I have been pleasantly surprised to find that the curly mousies born to the ones off the truckmeeces are looking much different than the ones that have shown up randomly over the years in my litters. Those poor things were obviously congenitally malformed heads like tiny buffalo, hunched posture, tiny eyes and ears....

These look good me, healthwise at least. They are also very friendly, seeking out attention all the time.
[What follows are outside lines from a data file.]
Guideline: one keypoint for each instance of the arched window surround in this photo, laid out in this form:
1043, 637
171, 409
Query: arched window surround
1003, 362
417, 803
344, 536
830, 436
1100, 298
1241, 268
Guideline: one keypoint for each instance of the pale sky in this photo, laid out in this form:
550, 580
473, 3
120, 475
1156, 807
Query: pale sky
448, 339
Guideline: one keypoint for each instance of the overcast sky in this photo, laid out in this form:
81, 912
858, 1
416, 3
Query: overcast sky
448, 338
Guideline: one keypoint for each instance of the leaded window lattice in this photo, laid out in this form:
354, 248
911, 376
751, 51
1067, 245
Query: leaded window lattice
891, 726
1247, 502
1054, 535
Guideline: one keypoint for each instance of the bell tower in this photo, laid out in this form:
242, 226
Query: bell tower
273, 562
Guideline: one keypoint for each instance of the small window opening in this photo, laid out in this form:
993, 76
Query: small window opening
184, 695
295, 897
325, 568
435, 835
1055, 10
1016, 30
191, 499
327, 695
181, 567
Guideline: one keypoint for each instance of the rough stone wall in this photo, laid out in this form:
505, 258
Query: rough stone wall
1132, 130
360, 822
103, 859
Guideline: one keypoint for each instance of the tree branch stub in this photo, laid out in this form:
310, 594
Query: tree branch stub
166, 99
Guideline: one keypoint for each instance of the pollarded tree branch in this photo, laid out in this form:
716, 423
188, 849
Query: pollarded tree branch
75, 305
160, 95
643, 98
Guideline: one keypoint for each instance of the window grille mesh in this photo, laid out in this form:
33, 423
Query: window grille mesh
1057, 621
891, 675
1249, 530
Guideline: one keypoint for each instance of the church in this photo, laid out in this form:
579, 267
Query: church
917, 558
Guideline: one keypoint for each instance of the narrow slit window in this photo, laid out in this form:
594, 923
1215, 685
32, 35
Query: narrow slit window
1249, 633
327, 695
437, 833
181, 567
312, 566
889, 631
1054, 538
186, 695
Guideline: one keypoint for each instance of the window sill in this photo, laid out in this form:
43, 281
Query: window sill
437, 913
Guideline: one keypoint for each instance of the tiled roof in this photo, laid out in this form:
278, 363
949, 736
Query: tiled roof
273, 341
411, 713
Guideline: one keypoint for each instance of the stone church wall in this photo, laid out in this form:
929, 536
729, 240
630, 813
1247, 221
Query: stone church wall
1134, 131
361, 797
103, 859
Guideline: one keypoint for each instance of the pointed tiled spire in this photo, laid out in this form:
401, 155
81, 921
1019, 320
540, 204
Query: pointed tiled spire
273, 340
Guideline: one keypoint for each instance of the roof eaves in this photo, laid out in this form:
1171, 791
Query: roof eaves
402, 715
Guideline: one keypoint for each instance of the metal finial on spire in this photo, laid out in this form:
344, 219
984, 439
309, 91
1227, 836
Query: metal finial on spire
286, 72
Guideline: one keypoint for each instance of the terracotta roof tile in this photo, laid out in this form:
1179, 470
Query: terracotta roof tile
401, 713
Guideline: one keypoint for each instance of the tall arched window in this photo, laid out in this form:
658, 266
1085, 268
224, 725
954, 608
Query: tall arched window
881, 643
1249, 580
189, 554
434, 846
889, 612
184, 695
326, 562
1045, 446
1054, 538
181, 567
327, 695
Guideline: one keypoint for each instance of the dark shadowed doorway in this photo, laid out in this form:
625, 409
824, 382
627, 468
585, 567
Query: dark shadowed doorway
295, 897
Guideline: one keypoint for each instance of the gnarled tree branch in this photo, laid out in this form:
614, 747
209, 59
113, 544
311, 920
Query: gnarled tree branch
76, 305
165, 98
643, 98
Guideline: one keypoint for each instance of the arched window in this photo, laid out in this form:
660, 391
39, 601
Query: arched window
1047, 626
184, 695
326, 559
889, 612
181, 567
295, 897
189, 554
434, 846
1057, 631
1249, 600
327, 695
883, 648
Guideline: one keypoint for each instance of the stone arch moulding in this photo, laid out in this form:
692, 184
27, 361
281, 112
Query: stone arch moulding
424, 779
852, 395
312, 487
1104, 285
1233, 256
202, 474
I like 'em! these were fathered by a brindled buck off of a splashed shaded Siamese, which yielded quite a wide variety of colors and types.

Girls-













Boys-

These were fathered by a Siamese splashed longhaired buck off a brindled doe.


----------



## Bella791 (Jun 29, 2011)

Such an attractive look on mice I think, I love the curly coats.


----------



## jadeguppy (Jun 4, 2011)

Gotta love a good fuzz butt


----------



## Galaxy (May 25, 2011)

They are lovely!


----------



## moustress (Sep 25, 2009)

Thanks!


----------



## Bryana (Nov 30, 2009)

Are you going to try to get a tighter curl in them or do you like them how they are? Curious!


----------



## moustress (Sep 25, 2009)

I'm not sure if that would be a good idea. It could be that the reason these aren't having runny sore looking eyes and irritated looking ears is because they are not as tightly curled as the others I've had born of my old stock. These curlies look good now; we'll see if they have any of those problems as they reach adulthood. In some parts of the world it's prohibited to purposely breed varieties of animals that are considered to be 'suffering breeds.' I put my other curlies to sleep when it was apparent that they were miserable, and I'd do the same again if I see that occurring.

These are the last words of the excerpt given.